9

We are working on a service fabric application made up of several different services, and a key part of the way our application works is that these services need to call each other in high volumes.

We have had no problems until recently when we increased the load on our application and found it massively slowed down. After much investigation and timing various things we found that the issue seems to be that when we are making a lot of calls to one type of service (of which we have several instances), the calls seemed to be some delay between us calling the service, and the service actually beginning to process the request.

We are calling between services as described by Microsoft here

To be clearer: ServiceA gets a reference to ServiceB, then calls ServiceB.GetResult(), we log the time that this method is called in ServiceA, and the first thing we do in GetResult() is log the time that the processing begins. When there is no load there is only a few ms, once we increased the load we found there to be a 4-5 second delay between these times.

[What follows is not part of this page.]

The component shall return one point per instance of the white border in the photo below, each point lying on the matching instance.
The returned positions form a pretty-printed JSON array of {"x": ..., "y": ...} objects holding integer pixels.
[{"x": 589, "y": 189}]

Is this some kind of limit in service fabric? We have multiple instances of ServiceB and the resource usage on the cluster is essentially nothing, CPU hovers around 10% and memory use is about 1/4 on all nodes, but the throughput of the service is very low becuase it is waiting here.

Why does it wait? Is there some kind of defined limit on how different calls a service can handle at a time? Have we done something wrong with our communication?

Thank you.

QTom
  • 1,441
  • 1
  • 13
  • 29
  • How much load are we talking about here when it starts to slow down? Is it possible to quantify that in terms of calls/sec or similar? Also, if you look at the logging produced, how long time do you see between the service method start and stop events? Does that invlude the 4-5 second delay or does it only reflect the time it usually would take for that service method? – yoape Feb 02 '17 at 16:24
  • @yoape in terms of calls to ServiceB, the increased load was around 60 per second, and we were logging the time taken to complete the GetResult method and the average was around 500ms. The 4-5 second wait seemed to be outside of our code. – QTom Feb 02 '17 at 16:29
  • Can you see if there are any timeout exceptions from the service being thrown forcing the clients to retry? That would explain the delay since the default back-off time is 2 seconds and if it retried messages on average 2-3 times that would mean 4-5 sec that you would not see in the actual execution of the service method, it is basically time the client is waiting before trying again. The ``FabricTransportServiceRemotingClient`` has a built in retry functionality that looks at the ``OperationRetrySettings`` for max retry count and backoff delay. – yoape Feb 02 '17 at 16:50
  • I could see similar issues when sending large amounts of messages in parallell to a service, at a certain point the service started to getting backed up by handling the requests and the clients got to handle timeout exception, which they retried. Look at the charts in http://stackoverflow.com/a/41793846/1062217, while not a comprehensive test it shows that this happens at higher frequencies of communication. – yoape Feb 02 '17 at 16:52
  • Could you try to change the retry count for exceptions? When you create your ServiceProxyFactory inject some new values to operationretrysettings ``_serviceProxyFactory = new ServiceProxyFactory(retrySettings: new OperationRetrySettings(TimeSpan.FromMilliseconds(3), TimeSpan.FromMilliseconds(3), 0));`` This will prevent SF clients from retrying (max retry count = 0). You should now see a lot of exceptions from clients but an average execution time for the ones that are successfully handled. That is, if my theory is right. But it's an easy test and if not we have eliminated that... – yoape Feb 02 '17 at 17:15
  • @yoape thanks, after looking into the ServiceProxyFactory I found some settings that helped me prevent this queuing – QTom Feb 03 '17 at 14:38
  • good that you found the solution to your problem, that part is really not very well documented – yoape Feb 03 '17 at 17:37

1 Answers1

8

The MaxConcurrentCalls setting seemed to be what I needed.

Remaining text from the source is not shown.